Choose DuPage Making a Difference

By: John R. Quigley, President and CEO of the Elmhurst Chamber of Commerce. While the state of Illinois continues to struggle in the field of economic development, DuPage County has developed a public/private alliance that, since its creation a decade ago, has played a vital role in business growth and job creation across 38 municipalities.
 As our County’s Economic Development Alliance, Choose DuPage’s mission is to:
  • Support local municipal economic development initiatives;
  • Grow, retain and attract businesses; and
  • Address policy issues critical to the needs of business.
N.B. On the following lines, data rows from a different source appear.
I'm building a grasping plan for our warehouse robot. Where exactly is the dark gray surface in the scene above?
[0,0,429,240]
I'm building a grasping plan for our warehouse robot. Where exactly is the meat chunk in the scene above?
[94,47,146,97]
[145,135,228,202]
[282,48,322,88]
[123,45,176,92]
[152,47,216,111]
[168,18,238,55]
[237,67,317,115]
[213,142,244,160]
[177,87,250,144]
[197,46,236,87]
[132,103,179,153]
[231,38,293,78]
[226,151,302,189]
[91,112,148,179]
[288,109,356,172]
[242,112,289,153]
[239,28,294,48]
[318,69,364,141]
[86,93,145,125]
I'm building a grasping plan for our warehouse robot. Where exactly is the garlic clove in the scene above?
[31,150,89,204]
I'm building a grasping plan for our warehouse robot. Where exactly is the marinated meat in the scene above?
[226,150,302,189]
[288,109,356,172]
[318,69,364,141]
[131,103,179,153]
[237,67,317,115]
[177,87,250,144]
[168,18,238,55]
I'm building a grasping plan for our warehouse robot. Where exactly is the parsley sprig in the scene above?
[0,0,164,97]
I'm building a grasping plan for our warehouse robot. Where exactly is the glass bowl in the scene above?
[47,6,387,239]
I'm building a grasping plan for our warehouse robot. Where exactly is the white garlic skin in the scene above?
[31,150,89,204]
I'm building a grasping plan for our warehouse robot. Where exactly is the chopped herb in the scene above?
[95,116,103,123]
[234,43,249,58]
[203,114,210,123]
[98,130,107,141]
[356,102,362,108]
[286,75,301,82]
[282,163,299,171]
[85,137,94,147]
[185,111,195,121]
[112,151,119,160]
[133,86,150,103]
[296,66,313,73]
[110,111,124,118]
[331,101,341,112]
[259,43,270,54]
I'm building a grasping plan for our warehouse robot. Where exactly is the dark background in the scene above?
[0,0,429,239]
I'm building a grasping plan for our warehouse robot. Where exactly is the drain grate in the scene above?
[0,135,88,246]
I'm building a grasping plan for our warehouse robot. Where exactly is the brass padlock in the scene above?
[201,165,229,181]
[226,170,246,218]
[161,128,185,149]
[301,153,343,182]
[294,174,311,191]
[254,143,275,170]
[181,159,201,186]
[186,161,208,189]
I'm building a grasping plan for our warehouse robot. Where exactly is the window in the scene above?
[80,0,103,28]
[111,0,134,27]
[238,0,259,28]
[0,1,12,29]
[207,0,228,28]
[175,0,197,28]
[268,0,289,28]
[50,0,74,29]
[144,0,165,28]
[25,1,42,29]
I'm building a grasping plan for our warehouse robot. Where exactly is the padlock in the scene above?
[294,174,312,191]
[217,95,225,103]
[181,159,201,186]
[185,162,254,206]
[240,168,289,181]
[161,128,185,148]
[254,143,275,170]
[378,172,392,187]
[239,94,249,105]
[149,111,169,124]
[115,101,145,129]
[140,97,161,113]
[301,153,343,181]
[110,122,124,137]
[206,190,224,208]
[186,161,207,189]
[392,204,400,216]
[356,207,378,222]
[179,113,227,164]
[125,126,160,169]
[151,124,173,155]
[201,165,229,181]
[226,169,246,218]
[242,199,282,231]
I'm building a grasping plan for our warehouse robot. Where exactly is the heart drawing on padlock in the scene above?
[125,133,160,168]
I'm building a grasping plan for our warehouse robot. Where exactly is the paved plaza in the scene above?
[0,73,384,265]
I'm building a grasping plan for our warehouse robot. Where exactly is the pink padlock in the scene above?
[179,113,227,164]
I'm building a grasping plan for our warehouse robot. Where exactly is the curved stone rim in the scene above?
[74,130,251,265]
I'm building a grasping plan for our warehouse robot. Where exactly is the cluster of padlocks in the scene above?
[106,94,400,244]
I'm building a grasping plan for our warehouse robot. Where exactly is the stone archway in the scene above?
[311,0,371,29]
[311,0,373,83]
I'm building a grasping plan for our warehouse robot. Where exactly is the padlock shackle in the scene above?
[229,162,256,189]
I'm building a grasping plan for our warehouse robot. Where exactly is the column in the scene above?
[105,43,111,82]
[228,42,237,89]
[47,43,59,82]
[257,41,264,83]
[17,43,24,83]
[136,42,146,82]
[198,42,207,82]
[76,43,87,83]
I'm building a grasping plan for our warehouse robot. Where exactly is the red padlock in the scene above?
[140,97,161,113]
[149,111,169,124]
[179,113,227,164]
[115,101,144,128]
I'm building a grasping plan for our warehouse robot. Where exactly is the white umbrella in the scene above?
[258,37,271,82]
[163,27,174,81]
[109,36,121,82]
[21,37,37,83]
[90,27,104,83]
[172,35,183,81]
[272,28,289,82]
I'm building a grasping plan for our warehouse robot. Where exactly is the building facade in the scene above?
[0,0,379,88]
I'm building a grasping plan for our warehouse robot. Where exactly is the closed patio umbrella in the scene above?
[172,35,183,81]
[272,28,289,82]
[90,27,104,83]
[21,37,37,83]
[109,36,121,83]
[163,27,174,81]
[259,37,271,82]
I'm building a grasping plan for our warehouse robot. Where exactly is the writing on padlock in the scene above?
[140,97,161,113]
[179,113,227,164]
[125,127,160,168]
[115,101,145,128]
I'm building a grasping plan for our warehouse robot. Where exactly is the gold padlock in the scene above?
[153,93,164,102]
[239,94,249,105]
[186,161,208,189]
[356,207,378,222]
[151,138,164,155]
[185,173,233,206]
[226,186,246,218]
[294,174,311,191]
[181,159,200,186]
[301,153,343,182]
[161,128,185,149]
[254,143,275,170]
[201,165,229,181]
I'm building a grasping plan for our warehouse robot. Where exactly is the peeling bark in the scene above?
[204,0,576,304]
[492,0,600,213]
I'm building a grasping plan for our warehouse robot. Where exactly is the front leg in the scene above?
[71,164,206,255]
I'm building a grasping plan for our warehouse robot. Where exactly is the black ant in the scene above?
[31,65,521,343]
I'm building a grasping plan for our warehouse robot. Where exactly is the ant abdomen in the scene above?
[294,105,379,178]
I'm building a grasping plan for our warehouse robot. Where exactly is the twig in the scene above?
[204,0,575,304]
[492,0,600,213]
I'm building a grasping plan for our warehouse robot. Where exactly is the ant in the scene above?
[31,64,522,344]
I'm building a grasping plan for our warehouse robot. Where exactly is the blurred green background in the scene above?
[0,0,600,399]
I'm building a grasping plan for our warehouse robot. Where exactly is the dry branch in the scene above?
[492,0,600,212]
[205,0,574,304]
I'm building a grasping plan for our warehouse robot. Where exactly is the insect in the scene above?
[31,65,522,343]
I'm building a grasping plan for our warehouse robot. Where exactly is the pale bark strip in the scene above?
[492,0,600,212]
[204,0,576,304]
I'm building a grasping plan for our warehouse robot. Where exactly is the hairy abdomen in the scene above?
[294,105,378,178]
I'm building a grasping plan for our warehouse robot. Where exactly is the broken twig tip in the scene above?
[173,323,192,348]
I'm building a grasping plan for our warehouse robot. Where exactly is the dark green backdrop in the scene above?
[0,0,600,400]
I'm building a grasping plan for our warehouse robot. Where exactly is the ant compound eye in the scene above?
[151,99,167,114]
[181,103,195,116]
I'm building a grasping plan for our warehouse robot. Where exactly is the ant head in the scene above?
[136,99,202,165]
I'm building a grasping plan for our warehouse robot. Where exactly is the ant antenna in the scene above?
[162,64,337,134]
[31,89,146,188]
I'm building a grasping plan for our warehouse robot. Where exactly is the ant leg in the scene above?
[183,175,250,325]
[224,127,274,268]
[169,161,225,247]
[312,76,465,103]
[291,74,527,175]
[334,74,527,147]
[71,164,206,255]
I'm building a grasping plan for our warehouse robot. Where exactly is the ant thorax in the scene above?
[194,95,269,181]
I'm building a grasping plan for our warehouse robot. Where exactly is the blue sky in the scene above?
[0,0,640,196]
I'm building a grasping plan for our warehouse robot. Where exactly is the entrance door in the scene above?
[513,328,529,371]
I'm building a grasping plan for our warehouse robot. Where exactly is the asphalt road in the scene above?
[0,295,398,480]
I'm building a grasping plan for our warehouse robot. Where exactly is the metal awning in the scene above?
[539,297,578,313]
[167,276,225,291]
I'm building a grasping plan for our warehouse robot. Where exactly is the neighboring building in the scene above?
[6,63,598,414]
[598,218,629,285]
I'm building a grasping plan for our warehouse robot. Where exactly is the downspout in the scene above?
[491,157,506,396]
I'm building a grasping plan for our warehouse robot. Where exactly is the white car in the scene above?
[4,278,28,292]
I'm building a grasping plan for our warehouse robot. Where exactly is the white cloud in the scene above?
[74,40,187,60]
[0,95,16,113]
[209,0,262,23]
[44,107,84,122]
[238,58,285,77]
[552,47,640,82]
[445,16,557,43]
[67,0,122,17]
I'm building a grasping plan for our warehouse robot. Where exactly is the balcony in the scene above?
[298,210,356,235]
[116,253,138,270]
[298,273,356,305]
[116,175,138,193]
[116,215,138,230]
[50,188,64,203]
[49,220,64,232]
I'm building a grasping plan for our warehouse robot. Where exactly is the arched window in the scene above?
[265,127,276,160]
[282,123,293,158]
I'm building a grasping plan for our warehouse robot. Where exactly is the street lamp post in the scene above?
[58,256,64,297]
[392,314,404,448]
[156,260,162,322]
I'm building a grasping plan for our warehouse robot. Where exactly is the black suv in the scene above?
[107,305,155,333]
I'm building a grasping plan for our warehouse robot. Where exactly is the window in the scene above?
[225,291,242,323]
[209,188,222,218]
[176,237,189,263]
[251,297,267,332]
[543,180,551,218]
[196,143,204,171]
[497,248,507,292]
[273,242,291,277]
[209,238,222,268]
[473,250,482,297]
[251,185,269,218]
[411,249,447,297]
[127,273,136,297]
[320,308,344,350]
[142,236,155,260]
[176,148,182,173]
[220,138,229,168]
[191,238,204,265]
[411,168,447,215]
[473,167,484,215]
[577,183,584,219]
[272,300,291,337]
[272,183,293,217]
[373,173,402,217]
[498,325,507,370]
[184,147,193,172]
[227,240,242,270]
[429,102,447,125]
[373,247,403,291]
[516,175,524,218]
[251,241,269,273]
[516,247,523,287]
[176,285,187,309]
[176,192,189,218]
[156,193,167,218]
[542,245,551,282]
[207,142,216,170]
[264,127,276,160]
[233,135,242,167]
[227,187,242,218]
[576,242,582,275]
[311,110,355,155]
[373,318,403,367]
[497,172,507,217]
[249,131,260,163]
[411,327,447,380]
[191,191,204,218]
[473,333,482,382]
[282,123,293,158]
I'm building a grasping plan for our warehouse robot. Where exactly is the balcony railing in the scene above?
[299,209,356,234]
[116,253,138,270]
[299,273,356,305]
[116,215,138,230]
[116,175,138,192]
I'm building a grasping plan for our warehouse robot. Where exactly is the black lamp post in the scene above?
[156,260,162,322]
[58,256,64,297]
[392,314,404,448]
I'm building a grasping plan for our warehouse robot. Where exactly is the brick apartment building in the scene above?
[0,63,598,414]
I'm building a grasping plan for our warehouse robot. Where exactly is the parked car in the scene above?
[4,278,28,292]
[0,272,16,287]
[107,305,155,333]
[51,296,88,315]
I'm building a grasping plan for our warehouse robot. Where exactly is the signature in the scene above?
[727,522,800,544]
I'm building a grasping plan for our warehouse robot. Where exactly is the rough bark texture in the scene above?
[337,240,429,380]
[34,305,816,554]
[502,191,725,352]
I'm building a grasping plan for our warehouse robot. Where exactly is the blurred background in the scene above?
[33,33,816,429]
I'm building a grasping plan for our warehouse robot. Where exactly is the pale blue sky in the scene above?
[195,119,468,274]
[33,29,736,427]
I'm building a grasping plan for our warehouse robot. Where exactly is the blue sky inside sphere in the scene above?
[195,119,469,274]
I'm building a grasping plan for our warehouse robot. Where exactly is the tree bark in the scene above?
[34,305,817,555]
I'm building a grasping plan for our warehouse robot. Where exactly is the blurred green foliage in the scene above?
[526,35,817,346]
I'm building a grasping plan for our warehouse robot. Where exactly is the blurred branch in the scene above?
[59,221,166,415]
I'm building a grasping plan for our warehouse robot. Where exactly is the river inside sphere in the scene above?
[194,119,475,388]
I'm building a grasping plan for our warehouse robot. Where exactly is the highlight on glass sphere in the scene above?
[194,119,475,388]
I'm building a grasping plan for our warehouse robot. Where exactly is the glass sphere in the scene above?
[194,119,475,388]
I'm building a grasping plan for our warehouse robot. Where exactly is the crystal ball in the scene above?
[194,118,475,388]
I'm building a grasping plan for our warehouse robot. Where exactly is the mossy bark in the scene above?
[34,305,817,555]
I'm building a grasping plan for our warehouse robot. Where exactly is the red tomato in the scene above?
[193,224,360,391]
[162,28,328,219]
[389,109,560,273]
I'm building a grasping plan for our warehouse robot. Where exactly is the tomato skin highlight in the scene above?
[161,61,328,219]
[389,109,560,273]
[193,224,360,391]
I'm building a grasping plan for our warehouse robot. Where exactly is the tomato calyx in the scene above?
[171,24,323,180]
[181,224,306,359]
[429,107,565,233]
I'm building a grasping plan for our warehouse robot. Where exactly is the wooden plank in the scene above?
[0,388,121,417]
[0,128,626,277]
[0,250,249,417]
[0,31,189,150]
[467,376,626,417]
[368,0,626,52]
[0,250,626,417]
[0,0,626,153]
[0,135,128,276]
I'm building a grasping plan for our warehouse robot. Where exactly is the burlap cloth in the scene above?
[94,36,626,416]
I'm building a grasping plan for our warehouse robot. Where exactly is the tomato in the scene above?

In Elmhurst, Choose DuPage partners with both the city’s Economic Development Commission on its annual Commercial Real Estate Forum and the Elmhurst Chamber of Commerce & Industry on business legislation initiatives before the Illinois General Assembly. According to Choose DuPage’s recently-released 2104 Annual Report (view online here), nearly 38,000 new businesses opened countywide last year, making the ninth consecutive year of growth since the Alliance began tracking numbers in 2006. Our County’s 2014 industrial vacancy rate of 5.5 percent is its lowest since before 2006 and the lowest in the 14-county region (including Northwest Indiana and Southeast Wisconsin) for the second year in a row, while the Class A office vacancy rate of 16.5 percent is DuPage’s lowest since 2008. In last year’s Fourth Quarter alone, some 1.1 million square feet of office space was absorbed. With 118 new projects in 2014, DuPage ranked second only to Cook County (385) in the region. Criteria for new projects included minimums of $1 million invested, 20,000 square feet of expansion and 50 new jobs, plus headquarters facility and Choose DuPage involvement. Our county’s total included 29 of 127 manufacturing projects, 22 of 65 projects in warehousing and distribution, 15 of 102 business services projects and 14 of 74 retail projects. The region’s 657 projects created or retained some 39,000 jobs and investments of $6.8 billion. With the county’s private sector employment growing to nearly 600,000 jobs in 2014, the unemployment rate fell to slightly more than 4 percent, the lowest percentage since 2007. That rate also ranked both lowest in the region and among the lowest in the state. At $1.3 million, 2014 sales tax receipts increased for the sixth consecutive year and surpassed pre-recession numbers for the third year in a row. Using Choose DuPage as a model, Illinois Gov. Bruce Rauner wants to restructure the state’s Department of Commerce & Economic Opportunity (DCEO), now directed by Rauner appointee Jim Schultz, into just such a public/private partnership. Ironically, Rauner recently appointed Choose DuPage President/CEO Greg Bedalov as the Illinois Tollway Authority’s new executive director.